Can You Get Lice On Your Eyelashes?

You may be familiar with what lice are, or you simply may have only heard the term. If you have insects living on you, shouldn't you be able to tell? Turns out, they may not be so easy to spot.

Lice are very tiny insects that feed on human blood (via Mayo Clinic). They attach to the hair of the body and then travel to the skin to bite and feed. When you have lice, the usual symptoms are itching, tickling, bite marks, sores, and visible lice or eggs on clothes, hair, or skin. They are so small they can be commonly mistaken for dirt, dandruff, or residue from hair products. 

According to WebMD, there are three stages in the life of lice that span a total of thirty-five days. The life cycle begins with nits, the pinhead-sized eggs of lice attached to the hair. The second stage is nymphs (smaller adults). The final stage is an adult usually the size of a sesame seed and able to produce eggs.

These different stages appear in three general areas and therefore are grouped into three main types. Head lice are found on the scalp, pubic lice are found in areas such as the groin, and body lice are often found living on bedding and clothing and move to the skin. Lice don't have any wings and can only crawl, so they are usually transferred from direct contact with someone who has them.
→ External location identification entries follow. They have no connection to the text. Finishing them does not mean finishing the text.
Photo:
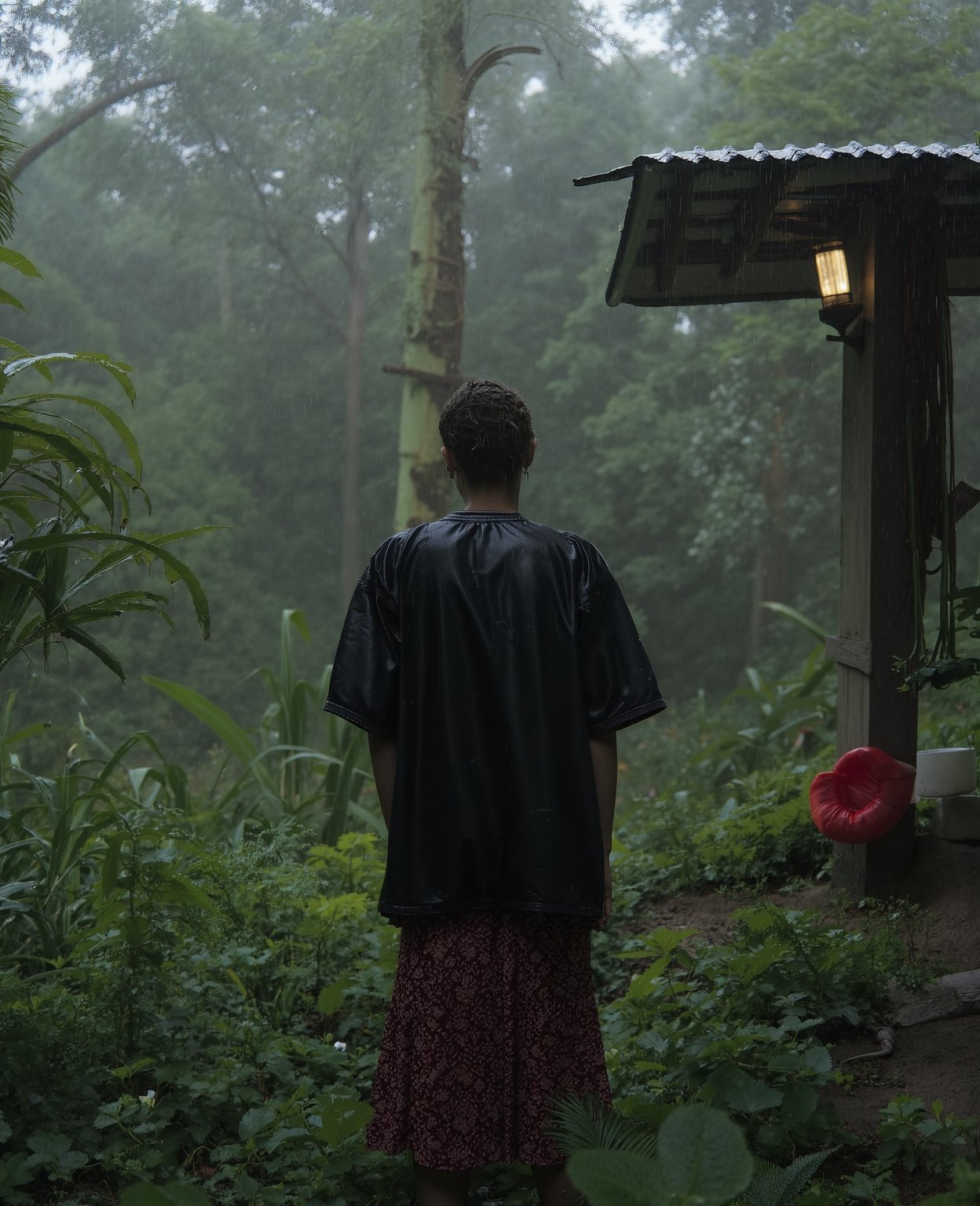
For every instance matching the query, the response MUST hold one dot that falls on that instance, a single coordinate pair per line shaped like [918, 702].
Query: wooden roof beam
[753, 217]
[676, 217]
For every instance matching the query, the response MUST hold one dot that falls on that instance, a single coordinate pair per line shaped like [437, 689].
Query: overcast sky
[643, 36]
Are lice also found in other areas, like eyelashes?

Lice can spread to other areas of the body

According to Cleveland Clinic, lice infestations are common and affect 6 to 12 million people yearly. While lice may be common, they may not always be easy to identify. In a 2009 study, a woman with itching in both eyes who was diagnosed with lid eczema or blepharitis was examined. Observations revealed that she instead had many lice buried in her eyelids and nits clinging to her eyelashes. Interestingly, the lice there turned out to be pubic lice transferred likely by hand contact to the genital area, rather than head lice. The study concluded that this transfer is the way most eyelash lice occur.
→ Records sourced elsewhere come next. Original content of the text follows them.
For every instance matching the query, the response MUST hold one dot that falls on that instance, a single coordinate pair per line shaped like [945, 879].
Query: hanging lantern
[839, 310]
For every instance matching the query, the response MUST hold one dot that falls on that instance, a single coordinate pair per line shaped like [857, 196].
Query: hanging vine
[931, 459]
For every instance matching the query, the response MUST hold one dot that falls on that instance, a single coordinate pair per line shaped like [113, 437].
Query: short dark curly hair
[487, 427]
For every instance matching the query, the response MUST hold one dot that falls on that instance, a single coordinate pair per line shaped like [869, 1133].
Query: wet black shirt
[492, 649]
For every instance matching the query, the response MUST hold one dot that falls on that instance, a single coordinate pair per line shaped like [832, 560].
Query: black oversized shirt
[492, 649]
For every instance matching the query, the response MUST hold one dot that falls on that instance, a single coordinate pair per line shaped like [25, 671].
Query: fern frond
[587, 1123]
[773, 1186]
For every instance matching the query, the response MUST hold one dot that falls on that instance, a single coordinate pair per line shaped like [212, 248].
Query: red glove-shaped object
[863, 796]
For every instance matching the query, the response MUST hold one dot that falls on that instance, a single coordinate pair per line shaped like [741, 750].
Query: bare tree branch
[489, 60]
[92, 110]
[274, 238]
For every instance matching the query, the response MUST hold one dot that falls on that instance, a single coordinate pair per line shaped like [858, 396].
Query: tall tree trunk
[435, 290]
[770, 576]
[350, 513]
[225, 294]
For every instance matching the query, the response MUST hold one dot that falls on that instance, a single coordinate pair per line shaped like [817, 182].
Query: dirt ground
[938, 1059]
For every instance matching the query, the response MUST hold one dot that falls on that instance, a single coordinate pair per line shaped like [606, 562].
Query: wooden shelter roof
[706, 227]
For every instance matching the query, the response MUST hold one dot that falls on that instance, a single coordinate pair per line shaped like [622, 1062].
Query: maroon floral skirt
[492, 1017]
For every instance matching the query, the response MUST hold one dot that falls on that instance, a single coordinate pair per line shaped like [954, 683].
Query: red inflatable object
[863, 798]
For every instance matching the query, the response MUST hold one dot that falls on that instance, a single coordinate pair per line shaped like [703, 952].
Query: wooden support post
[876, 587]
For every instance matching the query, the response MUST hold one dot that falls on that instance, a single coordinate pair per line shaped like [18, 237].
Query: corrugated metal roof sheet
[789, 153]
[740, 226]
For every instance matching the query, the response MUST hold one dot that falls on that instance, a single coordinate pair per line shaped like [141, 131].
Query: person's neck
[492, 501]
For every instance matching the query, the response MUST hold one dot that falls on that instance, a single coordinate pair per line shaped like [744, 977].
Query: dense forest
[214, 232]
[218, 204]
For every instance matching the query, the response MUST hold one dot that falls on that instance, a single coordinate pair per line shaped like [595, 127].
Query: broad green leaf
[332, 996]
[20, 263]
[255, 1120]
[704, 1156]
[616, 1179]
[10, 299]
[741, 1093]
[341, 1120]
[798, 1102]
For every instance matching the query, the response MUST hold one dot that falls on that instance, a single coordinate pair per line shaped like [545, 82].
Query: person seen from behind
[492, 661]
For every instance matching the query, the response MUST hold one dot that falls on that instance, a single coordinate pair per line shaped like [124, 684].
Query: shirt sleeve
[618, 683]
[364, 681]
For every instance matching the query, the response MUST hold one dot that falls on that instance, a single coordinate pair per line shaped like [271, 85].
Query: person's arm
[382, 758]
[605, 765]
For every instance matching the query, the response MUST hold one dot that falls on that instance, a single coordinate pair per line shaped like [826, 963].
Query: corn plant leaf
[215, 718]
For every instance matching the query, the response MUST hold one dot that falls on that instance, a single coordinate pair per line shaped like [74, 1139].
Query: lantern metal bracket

Multiple treatments for lice are available such as trimming hair, mechanical removal of the lice or nits, or using various gels, drops, shampoos, and ointments to eliminate them. In this study, the infestation was cleared up using pilocarpine 4% drops.
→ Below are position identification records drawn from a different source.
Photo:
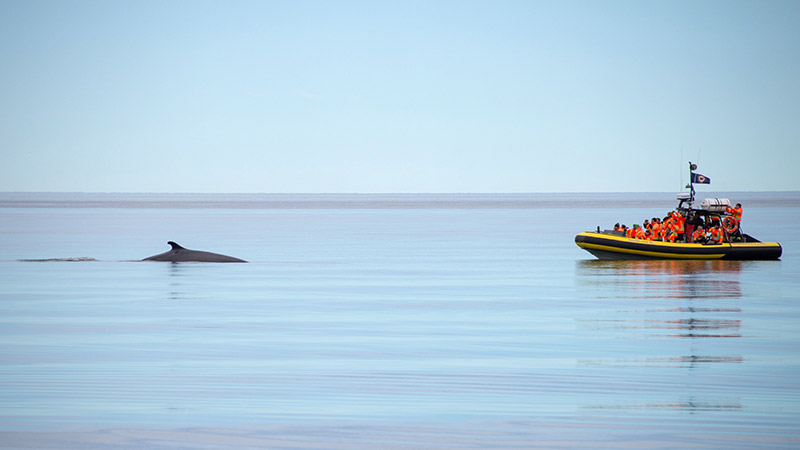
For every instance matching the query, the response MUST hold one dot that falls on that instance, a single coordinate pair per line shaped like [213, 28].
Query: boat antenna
[692, 168]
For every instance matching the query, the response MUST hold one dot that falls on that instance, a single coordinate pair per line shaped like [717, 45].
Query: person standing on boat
[699, 235]
[736, 212]
[656, 228]
[680, 222]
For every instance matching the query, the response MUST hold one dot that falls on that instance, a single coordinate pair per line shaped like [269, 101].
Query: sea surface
[388, 322]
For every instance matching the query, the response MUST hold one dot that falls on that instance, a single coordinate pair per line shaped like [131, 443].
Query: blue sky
[450, 96]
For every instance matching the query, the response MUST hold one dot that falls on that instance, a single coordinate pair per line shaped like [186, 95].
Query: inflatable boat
[614, 245]
[715, 213]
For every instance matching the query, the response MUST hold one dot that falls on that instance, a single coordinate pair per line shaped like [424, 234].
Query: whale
[180, 254]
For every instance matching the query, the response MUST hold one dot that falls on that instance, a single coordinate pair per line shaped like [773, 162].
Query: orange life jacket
[656, 229]
[735, 212]
[681, 222]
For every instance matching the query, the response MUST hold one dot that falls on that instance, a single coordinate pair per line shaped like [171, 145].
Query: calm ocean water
[388, 321]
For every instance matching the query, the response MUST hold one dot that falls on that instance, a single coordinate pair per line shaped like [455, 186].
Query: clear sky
[405, 96]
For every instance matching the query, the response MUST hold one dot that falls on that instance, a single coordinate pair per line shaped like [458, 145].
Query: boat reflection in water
[671, 326]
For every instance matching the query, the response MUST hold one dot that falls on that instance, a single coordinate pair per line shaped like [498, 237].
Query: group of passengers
[686, 226]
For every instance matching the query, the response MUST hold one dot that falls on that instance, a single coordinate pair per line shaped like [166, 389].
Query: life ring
[729, 224]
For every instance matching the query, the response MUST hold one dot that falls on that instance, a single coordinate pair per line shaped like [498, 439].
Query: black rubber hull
[605, 246]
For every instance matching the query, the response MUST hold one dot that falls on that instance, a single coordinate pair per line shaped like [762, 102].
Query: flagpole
[692, 167]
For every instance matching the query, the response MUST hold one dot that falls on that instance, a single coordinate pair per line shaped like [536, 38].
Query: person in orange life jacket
[699, 235]
[681, 227]
[716, 234]
[669, 224]
[736, 212]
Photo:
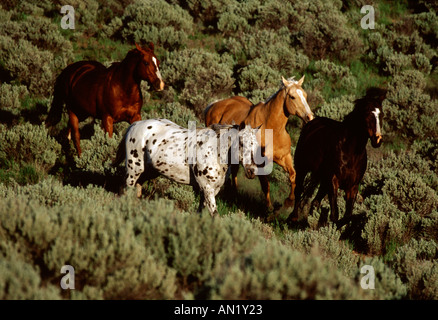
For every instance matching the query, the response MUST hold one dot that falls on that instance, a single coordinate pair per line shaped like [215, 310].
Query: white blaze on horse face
[304, 102]
[376, 114]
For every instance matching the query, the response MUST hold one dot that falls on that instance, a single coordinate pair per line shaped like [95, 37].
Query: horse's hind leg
[264, 183]
[299, 189]
[73, 124]
[350, 198]
[333, 198]
[208, 200]
[234, 171]
[287, 164]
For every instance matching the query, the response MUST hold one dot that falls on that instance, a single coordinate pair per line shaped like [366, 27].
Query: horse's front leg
[333, 198]
[264, 183]
[73, 123]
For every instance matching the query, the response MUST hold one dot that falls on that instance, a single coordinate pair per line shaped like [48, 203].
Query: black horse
[335, 153]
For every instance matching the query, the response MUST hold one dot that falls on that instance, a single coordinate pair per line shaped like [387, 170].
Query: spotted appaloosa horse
[196, 157]
[113, 94]
[335, 153]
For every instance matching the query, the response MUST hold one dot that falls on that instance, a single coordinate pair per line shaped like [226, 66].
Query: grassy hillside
[57, 209]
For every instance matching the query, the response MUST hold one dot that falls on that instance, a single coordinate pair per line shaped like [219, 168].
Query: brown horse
[272, 114]
[112, 94]
[335, 153]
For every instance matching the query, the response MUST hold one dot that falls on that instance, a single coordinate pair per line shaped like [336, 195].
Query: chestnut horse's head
[296, 99]
[148, 69]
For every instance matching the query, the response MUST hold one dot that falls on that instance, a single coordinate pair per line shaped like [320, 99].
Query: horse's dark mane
[373, 98]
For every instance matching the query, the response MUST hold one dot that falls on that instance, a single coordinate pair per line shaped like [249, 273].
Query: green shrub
[164, 24]
[11, 97]
[409, 110]
[416, 263]
[29, 143]
[210, 80]
[21, 281]
[98, 152]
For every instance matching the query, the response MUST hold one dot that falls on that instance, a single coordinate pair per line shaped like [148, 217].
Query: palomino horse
[112, 94]
[163, 147]
[335, 153]
[290, 99]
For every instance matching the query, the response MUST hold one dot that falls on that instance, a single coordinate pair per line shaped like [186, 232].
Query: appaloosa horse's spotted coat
[198, 157]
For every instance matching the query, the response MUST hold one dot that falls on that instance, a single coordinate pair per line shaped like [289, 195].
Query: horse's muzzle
[309, 117]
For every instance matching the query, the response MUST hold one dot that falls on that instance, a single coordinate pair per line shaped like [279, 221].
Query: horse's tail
[121, 152]
[55, 112]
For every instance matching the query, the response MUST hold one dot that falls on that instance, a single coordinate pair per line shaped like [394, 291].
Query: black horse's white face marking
[165, 147]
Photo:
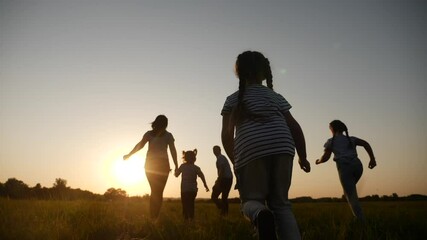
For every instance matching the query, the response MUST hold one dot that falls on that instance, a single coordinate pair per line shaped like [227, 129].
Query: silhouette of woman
[157, 166]
[263, 147]
[348, 164]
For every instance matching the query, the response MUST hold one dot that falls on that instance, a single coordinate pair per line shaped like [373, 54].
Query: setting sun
[129, 172]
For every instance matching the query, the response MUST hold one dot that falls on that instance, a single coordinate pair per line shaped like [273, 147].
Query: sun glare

Similarly, in a 2015 study, a man with itchy and irritated eyes was examined for diagnosis. Observers found his eyelashes to be infested with lice and nits. While he suffered from blepharoconjunctivitis, it was actually from the lice rather than the more common bacterial, viral or allergic causes of the condition. His lice were also confirmed to have been transferred from the pubic area to his eyes. While the man was successfully treated, his study demonstrates the importance of getting checked — as lice can travel to the eyes and be easily misdiagnosed.